Friday, August 7, 2009

How not to publish a newspaper, part 23

Looks like the Times Ledger hired a new layout guy.

5 comments:

Kevin Walsh said...

Or rather, News Corp got rid of the layout guys who knew what they were doing, like your webmaster.

www.forgotten-ny.com

Anonymous said...

This is why you need good proofreaders, copy-editors and layout men. Today's papers have more widow's and orphans than 911 and the Father's day fire together.

Put trained people back to work and stop sending every job overseas.

Ikon-smasher said...

Um, yo, Anonymous: get off your buy-American horse. The labor involved in producing a newspaper is not being shipped overseas. C'mon.
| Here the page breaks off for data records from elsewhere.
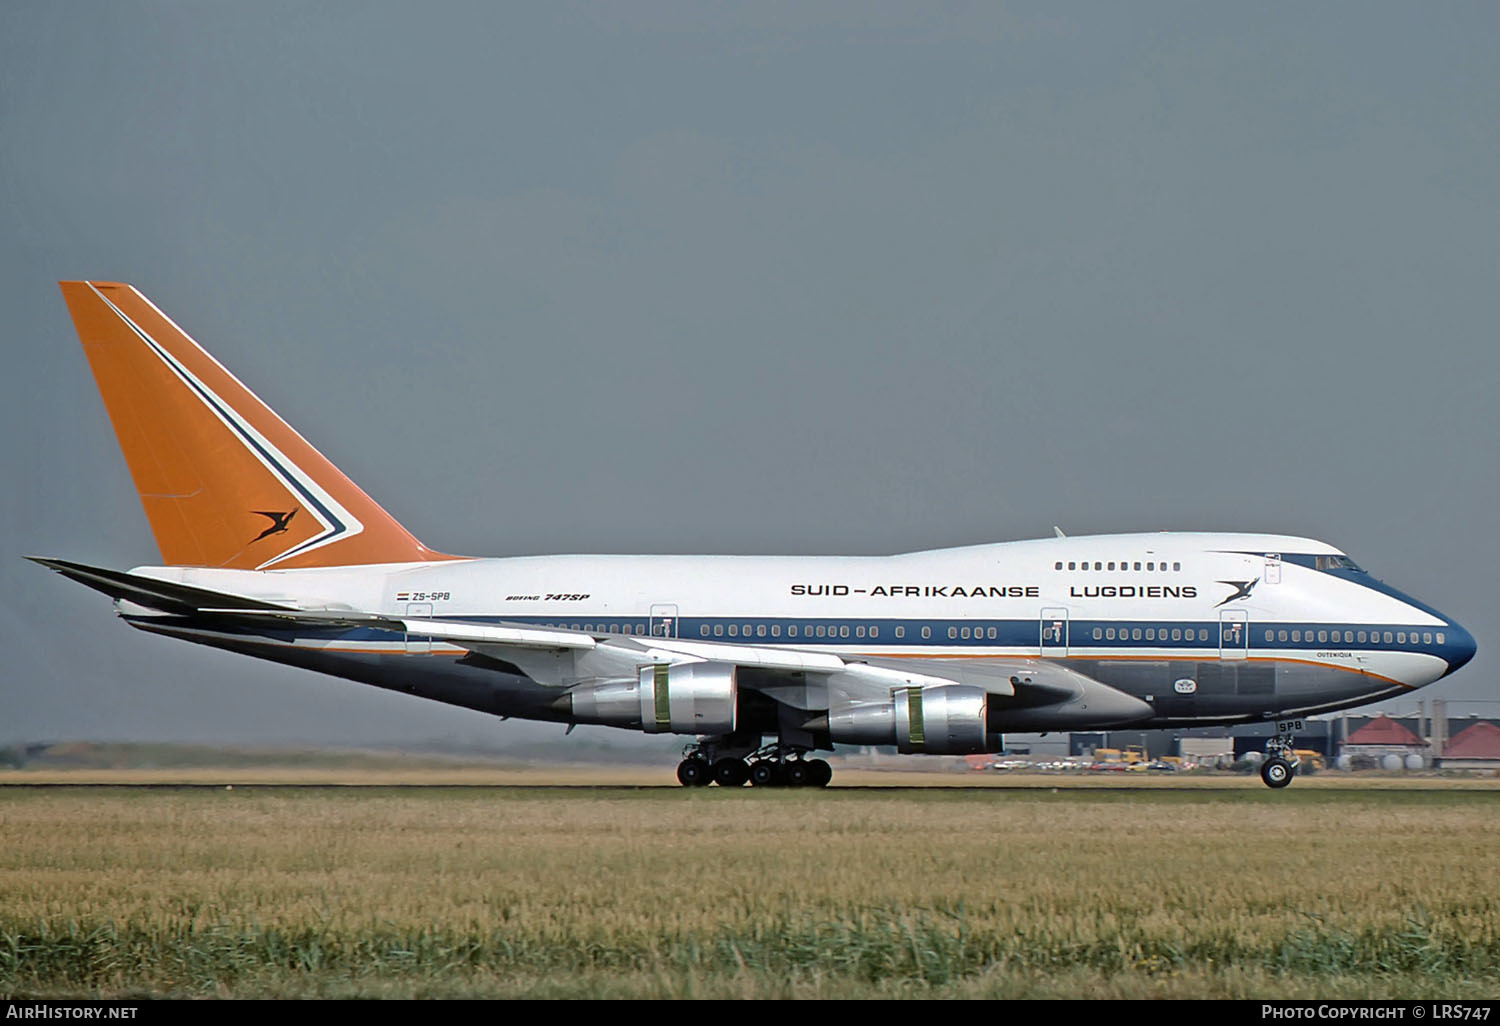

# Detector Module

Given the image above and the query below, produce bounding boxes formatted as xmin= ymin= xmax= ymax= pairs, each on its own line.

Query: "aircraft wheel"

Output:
xmin=712 ymin=758 xmax=748 ymax=787
xmin=807 ymin=759 xmax=832 ymax=788
xmin=1260 ymin=756 xmax=1294 ymax=789
xmin=749 ymin=761 xmax=781 ymax=787
xmin=677 ymin=757 xmax=711 ymax=787
xmin=784 ymin=761 xmax=811 ymax=788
You just look silly making such a comment.

The problem is that the local weekly underpay for content: writing, photography, etc. Cutting corners looks great when anyone with a computer is suddenly a typographer.

Anonymous said...

Here is an education for you. Work in the printing industry has been shipped to the far east as far back as twenty years ago. This was before the advent of personal computers when layout was still done on compugraphics machines.

This was disclosed to me when I was selling binding equipment to printers in the 1980s and I was shocked.

Please note that New York State was the capital for printing in the nation in the 1960s when I was growing up. Now the entire area around the low 20s and Varick street have been stripped of their printing houses.

Take a walk if you doubt it. And by the way, do it yourself typographers do exist too, but they are only part of the puzzle, not the whole thing.

Anonymous said...

When I was in college, in the early 1990s, I looked into a proofreading job at the Western Queens Gazette. They were offering minimum wage and 12-hour days. If you have the skills required for proofreading/editing work, you're likely to be able to get better-paying work elsewhere.